The authors highlight several directions for future work: expanding HyperFlexis to heterogeneous models and hardware (including simultaneous serving of diverse model sizes), refining latency prediction under varied cross-node scenarios, and additional performance optimization across device classes. The anticipated code release will facilitate reproducibility and further exploration by both academic and industrial practitioners.

A plausible implication is that the architecture is readily extendable to forthcoming LLM workloads, including those with more complex SLO hierarchies and dynamic hardware capabilities.

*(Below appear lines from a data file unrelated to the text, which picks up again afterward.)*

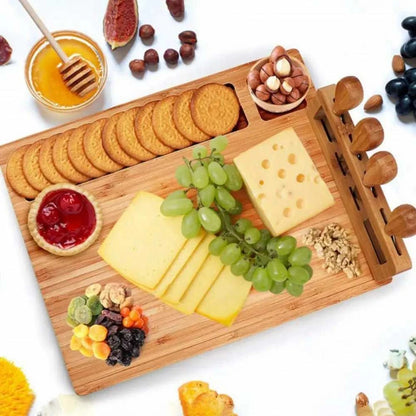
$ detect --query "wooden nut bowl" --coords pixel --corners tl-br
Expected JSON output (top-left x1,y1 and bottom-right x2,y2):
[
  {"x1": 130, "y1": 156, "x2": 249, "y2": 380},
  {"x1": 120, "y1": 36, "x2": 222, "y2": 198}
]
[{"x1": 247, "y1": 56, "x2": 311, "y2": 114}]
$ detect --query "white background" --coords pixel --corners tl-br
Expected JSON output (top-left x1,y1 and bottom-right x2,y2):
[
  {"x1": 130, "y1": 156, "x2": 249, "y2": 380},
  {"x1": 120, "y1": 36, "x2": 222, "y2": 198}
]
[{"x1": 0, "y1": 0, "x2": 416, "y2": 416}]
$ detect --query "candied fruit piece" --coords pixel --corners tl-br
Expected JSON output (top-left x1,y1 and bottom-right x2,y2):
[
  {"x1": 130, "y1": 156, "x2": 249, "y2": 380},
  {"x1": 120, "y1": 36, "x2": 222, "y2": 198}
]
[
  {"x1": 69, "y1": 335, "x2": 82, "y2": 351},
  {"x1": 89, "y1": 325, "x2": 108, "y2": 342},
  {"x1": 72, "y1": 324, "x2": 88, "y2": 338},
  {"x1": 92, "y1": 342, "x2": 111, "y2": 360}
]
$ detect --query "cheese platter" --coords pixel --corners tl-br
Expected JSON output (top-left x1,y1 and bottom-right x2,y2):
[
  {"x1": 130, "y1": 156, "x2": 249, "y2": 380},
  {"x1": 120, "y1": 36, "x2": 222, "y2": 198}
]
[{"x1": 0, "y1": 50, "x2": 415, "y2": 395}]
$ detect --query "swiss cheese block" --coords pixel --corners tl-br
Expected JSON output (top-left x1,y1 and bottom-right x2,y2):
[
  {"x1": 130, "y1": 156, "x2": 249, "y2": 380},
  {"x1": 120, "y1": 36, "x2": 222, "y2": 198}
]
[
  {"x1": 175, "y1": 255, "x2": 224, "y2": 314},
  {"x1": 98, "y1": 192, "x2": 186, "y2": 289},
  {"x1": 196, "y1": 266, "x2": 251, "y2": 326},
  {"x1": 162, "y1": 234, "x2": 215, "y2": 304},
  {"x1": 153, "y1": 231, "x2": 205, "y2": 298},
  {"x1": 234, "y1": 128, "x2": 334, "y2": 236}
]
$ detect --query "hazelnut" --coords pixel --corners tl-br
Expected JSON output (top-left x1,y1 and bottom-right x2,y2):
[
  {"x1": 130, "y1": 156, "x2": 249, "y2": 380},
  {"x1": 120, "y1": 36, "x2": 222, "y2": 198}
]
[
  {"x1": 144, "y1": 49, "x2": 159, "y2": 65},
  {"x1": 139, "y1": 25, "x2": 155, "y2": 39},
  {"x1": 264, "y1": 75, "x2": 280, "y2": 93},
  {"x1": 179, "y1": 43, "x2": 195, "y2": 59},
  {"x1": 255, "y1": 84, "x2": 270, "y2": 101},
  {"x1": 271, "y1": 92, "x2": 286, "y2": 105},
  {"x1": 270, "y1": 45, "x2": 287, "y2": 64},
  {"x1": 247, "y1": 69, "x2": 261, "y2": 91},
  {"x1": 280, "y1": 78, "x2": 295, "y2": 95},
  {"x1": 178, "y1": 30, "x2": 197, "y2": 45},
  {"x1": 274, "y1": 56, "x2": 292, "y2": 78},
  {"x1": 286, "y1": 88, "x2": 302, "y2": 103},
  {"x1": 129, "y1": 59, "x2": 146, "y2": 73},
  {"x1": 260, "y1": 62, "x2": 274, "y2": 82},
  {"x1": 163, "y1": 48, "x2": 179, "y2": 65}
]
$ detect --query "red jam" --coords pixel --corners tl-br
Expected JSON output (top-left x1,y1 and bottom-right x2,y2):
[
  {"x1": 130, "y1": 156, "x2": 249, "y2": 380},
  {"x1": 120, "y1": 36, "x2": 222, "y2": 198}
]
[{"x1": 36, "y1": 189, "x2": 97, "y2": 250}]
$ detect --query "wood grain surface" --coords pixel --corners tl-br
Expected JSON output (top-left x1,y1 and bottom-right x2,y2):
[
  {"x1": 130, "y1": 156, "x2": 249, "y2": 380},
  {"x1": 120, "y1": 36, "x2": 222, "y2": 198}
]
[{"x1": 0, "y1": 51, "x2": 388, "y2": 395}]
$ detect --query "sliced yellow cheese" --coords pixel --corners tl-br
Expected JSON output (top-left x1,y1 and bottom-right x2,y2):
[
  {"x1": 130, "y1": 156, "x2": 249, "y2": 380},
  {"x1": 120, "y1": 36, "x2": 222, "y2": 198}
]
[
  {"x1": 153, "y1": 231, "x2": 206, "y2": 298},
  {"x1": 98, "y1": 192, "x2": 186, "y2": 289},
  {"x1": 196, "y1": 266, "x2": 251, "y2": 326},
  {"x1": 175, "y1": 255, "x2": 224, "y2": 314},
  {"x1": 162, "y1": 234, "x2": 215, "y2": 304},
  {"x1": 234, "y1": 128, "x2": 334, "y2": 236}
]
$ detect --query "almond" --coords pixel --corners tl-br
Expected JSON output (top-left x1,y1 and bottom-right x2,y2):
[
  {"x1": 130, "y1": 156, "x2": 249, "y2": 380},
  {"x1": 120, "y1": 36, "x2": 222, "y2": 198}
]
[
  {"x1": 391, "y1": 55, "x2": 406, "y2": 74},
  {"x1": 364, "y1": 94, "x2": 383, "y2": 111}
]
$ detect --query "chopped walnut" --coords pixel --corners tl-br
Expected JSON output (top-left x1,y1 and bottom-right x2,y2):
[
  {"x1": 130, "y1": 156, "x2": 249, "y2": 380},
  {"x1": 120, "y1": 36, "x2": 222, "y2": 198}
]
[{"x1": 303, "y1": 223, "x2": 361, "y2": 278}]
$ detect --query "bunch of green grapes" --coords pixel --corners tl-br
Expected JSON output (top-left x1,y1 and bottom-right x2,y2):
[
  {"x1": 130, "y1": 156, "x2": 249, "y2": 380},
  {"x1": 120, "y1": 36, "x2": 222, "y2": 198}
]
[
  {"x1": 383, "y1": 366, "x2": 416, "y2": 416},
  {"x1": 161, "y1": 136, "x2": 313, "y2": 296}
]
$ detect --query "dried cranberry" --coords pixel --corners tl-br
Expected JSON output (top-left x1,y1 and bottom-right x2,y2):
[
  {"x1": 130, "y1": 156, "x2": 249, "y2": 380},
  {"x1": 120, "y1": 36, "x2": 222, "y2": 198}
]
[{"x1": 59, "y1": 191, "x2": 84, "y2": 214}]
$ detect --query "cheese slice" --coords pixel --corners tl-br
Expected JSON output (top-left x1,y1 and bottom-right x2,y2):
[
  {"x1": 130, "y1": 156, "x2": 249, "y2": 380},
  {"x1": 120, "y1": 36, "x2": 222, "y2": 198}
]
[
  {"x1": 153, "y1": 231, "x2": 205, "y2": 298},
  {"x1": 175, "y1": 255, "x2": 224, "y2": 314},
  {"x1": 196, "y1": 266, "x2": 251, "y2": 326},
  {"x1": 234, "y1": 128, "x2": 334, "y2": 236},
  {"x1": 98, "y1": 192, "x2": 186, "y2": 289},
  {"x1": 162, "y1": 234, "x2": 215, "y2": 304}
]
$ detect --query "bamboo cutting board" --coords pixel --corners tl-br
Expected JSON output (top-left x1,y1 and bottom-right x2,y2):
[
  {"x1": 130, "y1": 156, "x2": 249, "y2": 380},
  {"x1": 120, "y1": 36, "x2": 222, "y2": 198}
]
[{"x1": 0, "y1": 51, "x2": 396, "y2": 395}]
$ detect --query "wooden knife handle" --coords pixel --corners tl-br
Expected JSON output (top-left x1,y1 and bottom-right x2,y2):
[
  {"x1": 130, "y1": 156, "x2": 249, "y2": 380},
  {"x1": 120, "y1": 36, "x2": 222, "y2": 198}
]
[
  {"x1": 384, "y1": 204, "x2": 416, "y2": 238},
  {"x1": 334, "y1": 76, "x2": 364, "y2": 116}
]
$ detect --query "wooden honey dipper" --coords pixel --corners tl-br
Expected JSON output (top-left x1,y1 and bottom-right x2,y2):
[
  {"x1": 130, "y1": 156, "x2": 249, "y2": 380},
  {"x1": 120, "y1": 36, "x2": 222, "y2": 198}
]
[{"x1": 19, "y1": 0, "x2": 98, "y2": 97}]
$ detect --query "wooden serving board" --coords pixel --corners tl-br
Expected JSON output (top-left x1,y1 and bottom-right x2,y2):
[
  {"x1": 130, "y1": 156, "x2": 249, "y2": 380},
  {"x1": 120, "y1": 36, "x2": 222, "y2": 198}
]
[{"x1": 0, "y1": 51, "x2": 394, "y2": 395}]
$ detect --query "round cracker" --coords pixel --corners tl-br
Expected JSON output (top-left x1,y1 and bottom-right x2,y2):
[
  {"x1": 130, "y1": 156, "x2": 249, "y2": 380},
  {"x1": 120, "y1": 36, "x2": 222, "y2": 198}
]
[
  {"x1": 68, "y1": 125, "x2": 105, "y2": 178},
  {"x1": 6, "y1": 145, "x2": 38, "y2": 199},
  {"x1": 173, "y1": 90, "x2": 211, "y2": 143},
  {"x1": 102, "y1": 114, "x2": 139, "y2": 166},
  {"x1": 134, "y1": 101, "x2": 173, "y2": 156},
  {"x1": 83, "y1": 118, "x2": 123, "y2": 172},
  {"x1": 116, "y1": 108, "x2": 155, "y2": 161},
  {"x1": 52, "y1": 130, "x2": 90, "y2": 183},
  {"x1": 191, "y1": 84, "x2": 240, "y2": 136},
  {"x1": 23, "y1": 140, "x2": 52, "y2": 191},
  {"x1": 39, "y1": 136, "x2": 68, "y2": 183},
  {"x1": 152, "y1": 96, "x2": 192, "y2": 149}
]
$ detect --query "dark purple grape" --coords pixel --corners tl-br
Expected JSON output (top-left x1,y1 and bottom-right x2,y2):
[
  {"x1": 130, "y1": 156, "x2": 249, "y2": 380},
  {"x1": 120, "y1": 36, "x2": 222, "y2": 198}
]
[
  {"x1": 396, "y1": 95, "x2": 413, "y2": 116},
  {"x1": 131, "y1": 347, "x2": 140, "y2": 358},
  {"x1": 386, "y1": 78, "x2": 408, "y2": 99},
  {"x1": 407, "y1": 81, "x2": 416, "y2": 100},
  {"x1": 404, "y1": 68, "x2": 416, "y2": 84}
]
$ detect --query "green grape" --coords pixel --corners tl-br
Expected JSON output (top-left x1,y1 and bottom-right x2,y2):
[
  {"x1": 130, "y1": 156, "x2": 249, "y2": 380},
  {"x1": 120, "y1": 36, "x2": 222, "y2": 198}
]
[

7. Context Within Flexible System Design

Although bearing nominal similarity to strain-energy-based flexure synthesis in mechanism design (Koppen et al., 2021), HyperFlexis is distinct as an LLM serving system. The defining innovations—priority mapping, rapid scaling, and D2D transfer—address high-throughput, low-latency requirements in AI inference infrastructure, not physical constraint satisfaction in manufactured components. This suggests future convergence between algorithmic flexibility in software systems and adaptable topology optimization techniques in hardware design may merit comparative paper.

HyperFlexis represents an empirically validated answer to contemporary challenges in LLM serving strategy, balancing multi-SLO scheduling, cost-effective scaling, and adaptive pod role assignment in diverse deployment environments.